Blockchain forensics firm Chainalysis reports a 46% decrease in ransomware attacks involving payments in 2023. The market is seeing a rise in new schemes with lower barriers-to-entry, making profitable attacks involving crypto payments more challenging.
According to Chainalysis, enhanced cyber resilience among organizations has contributed to the drop in ransomware payments. Companies now have a better understanding of the threats they face and are better equipped to handle such attacks.
Despite an increase in ransomware attacks, fewer people are paying ransoms, indicating a growing reluctance among victims to comply with cybercriminals’ demands. Sanctions and organizations refusing to fund criminal activities have also played a role in making ransom payments less acceptable.
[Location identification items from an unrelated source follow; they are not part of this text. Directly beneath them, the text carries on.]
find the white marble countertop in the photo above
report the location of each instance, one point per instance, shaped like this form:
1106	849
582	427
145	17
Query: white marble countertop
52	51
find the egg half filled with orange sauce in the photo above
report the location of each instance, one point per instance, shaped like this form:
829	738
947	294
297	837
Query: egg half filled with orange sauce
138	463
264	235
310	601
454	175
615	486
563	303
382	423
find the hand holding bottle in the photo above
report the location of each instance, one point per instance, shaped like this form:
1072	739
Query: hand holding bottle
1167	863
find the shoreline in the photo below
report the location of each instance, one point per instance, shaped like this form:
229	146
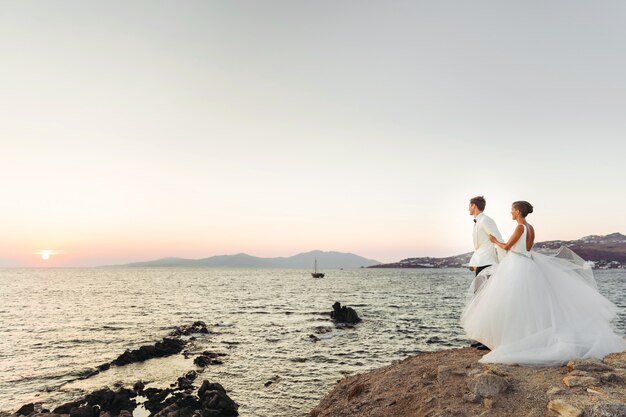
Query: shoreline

Chainalysis emphasizes the importance of victim reporting and collaboration with law enforcement to gather valuable intelligence. This collaboration can potentially provide victims with decryptors that prevent them from paying the ransom.
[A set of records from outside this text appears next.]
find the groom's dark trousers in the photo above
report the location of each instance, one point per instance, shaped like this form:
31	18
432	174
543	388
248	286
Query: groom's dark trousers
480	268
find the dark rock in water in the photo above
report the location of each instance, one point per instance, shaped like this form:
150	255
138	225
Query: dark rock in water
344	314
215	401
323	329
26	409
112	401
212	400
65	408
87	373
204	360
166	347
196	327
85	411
However, challenges persist as some ransomware strains evade detection, leading to significant financial losses. For example, the Akira Bitcoin ransomware caused multi-million dollar losses for companies and organizations in North America, Europe, and Australia, seizing over $42 million and affecting more than 250 companies operating on Windows and Linux systems, according to the FBI.
Crypto ransomware payments exceeded $1 billion in 2023, according to Chainalysis. The trend of decreased ransomware payments reflects a shift in victims’ attitudes towards complying with cybercriminal demands and the increasing efforts to combat such attacks.